Anyone else think that it’s sort of strange?
I was looking over my last years resolutions and I’m happy to say I completed most of them; I didn’t manage to read 60 books, but I read around 35 which is still good for someone who was in the Disney College Program and worked doubles twice a week. I took and edited a bunch of pictures… I just didn’t post them. I did not craft, I wanted to but I just never got around to it. I didn’t bake at all this year but I did learn how to cook! I sort of got a massage, I got a facial that came with a mini shoulder massage for my birthday and I loved it! I did learn a bit of French. And I did do some relaxing.
This year, I’m not going to write a resolutions list. I know, for the first time ever I’m committing the following year with no guideline list. Trust me, it’s scary.
But I will have a word that I will try to follow through out the year and I will have a set of goals.
So my 2014 word is —- Happiness.
Simple right? If it makes me happy, do it. If it doesn’t, don’t. I find happiness something that’s hard to achieve and it shouldn’t be! I’m turning 29 this year and I want to be happy. I want to be okay with my life, even if it’s not exactly where I want it to be. I want to learn how to be okay with it all. Yeah being an adult sucks and bills suck and debt sucks and not having a well enough paying job that provides health benefits suck but instead of sulking on how much everything sucks, why don’t I try harder to see the positive in things? Why don’t I try harder to realize that this is where my life is and until I change it, it will stay this way? And I don’t mean that in a “this is your fault” kind of way but more of a “you are not a tree, MOVE” kind of way. If that makes sense.
So, my goals for 2014 aren’t anything too extreme and I’m calling them goals because if I don’t complete them, my life isn’t over.
This is also the first year where I’m not challenging myself to read 50+ books in the last 3 years. While I’ve had fun trying to complete that challenge, this last year has shown me that even if I do read 30 books, I only really enjoyed 3 of them. So instead of racing everyone else in the book blogging community, I want to get back to reading books for fun. I mean I’ll still do blog tours and promo stuff but I want, for the majority of the time, to read books that I want to read no matter what the hype or release date is.
You’d think that someone with OCD would be SUPER organized right? No. Not I. I have a hoarding problem and though it’s not as bad as it use to be, if you take a look at my living room you’ll wonder wtf is even happening. So yes, I need to tidy this because I can’t use the “oh we just moved in excuse” anymore since that happened 5 months ago.
- Post 1 – 2 videos per week
This is probably one of the most ambitious goals I have for myself this year. But I really want to get into the swing of posting vlogs and videos and learning how to edit better with iMovie and learn how to edit with Final Cut X.
- Go somewhere you’ve never been
I got this from an article and I thought it was cool. Living in Orlando I haven’t ventured outside of Orlando because man… these tolls! But I really want to see Tampa and Winter Park and a few other places.
I bought a slow cooker recently and I have no idea what to do with it.

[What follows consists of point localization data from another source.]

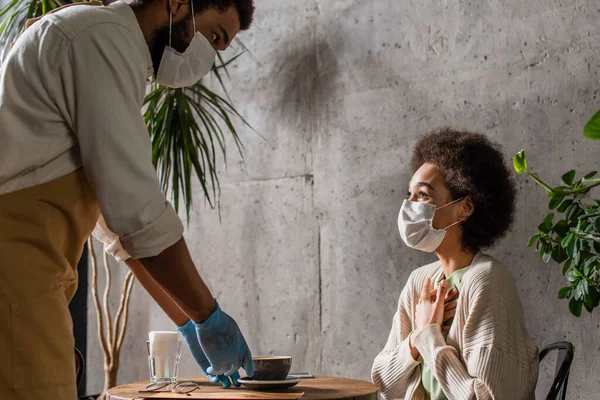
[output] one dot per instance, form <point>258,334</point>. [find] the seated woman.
<point>459,332</point>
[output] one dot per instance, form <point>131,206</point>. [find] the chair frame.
<point>563,365</point>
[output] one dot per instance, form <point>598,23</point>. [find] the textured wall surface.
<point>307,256</point>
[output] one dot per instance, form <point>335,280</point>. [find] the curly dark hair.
<point>472,165</point>
<point>245,9</point>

Our first project was a fail so I’m hoping to learn how to make something better!
I started couponing last year (so crazy to think that yesterday was last year) and I’m getting better at finding good deals but I think I can do better!

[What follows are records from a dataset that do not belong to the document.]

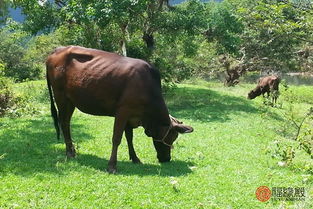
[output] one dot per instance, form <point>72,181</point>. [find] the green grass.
<point>219,165</point>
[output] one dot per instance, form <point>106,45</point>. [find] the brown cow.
<point>268,85</point>
<point>107,84</point>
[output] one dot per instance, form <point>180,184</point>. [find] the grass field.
<point>219,165</point>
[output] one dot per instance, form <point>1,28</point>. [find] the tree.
<point>4,5</point>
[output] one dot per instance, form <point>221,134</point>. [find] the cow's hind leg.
<point>66,109</point>
<point>131,150</point>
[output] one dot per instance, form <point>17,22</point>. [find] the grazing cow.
<point>107,84</point>
<point>268,84</point>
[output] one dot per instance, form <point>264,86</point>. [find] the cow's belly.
<point>90,103</point>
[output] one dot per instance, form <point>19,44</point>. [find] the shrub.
<point>6,93</point>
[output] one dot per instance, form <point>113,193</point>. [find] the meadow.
<point>220,165</point>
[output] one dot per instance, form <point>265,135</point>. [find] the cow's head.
<point>255,92</point>
<point>252,94</point>
<point>168,135</point>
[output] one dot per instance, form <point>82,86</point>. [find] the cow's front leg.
<point>131,150</point>
<point>119,126</point>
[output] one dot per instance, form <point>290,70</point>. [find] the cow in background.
<point>269,85</point>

Believe it or not, hubby and I don’t have a savings account. Like, literally. At all. And I think at this age, that’s kiiiiiinda… bad. So while money is already tight as it is, we need to figure out a way to start a savings account!
And the next few are just usual ones that I don’t really count as goals because they’re something I strive to do everyday anyway.
- Take more pictures
- Continue learning French
- Pass all your classes
- Craft
Despite all this stuff, my ultimate goal this year is to learn and to be happy. So if I at least achieve that, I’ll feel accomplished!
What are some of your goals this upcoming year? Do you do resolutions?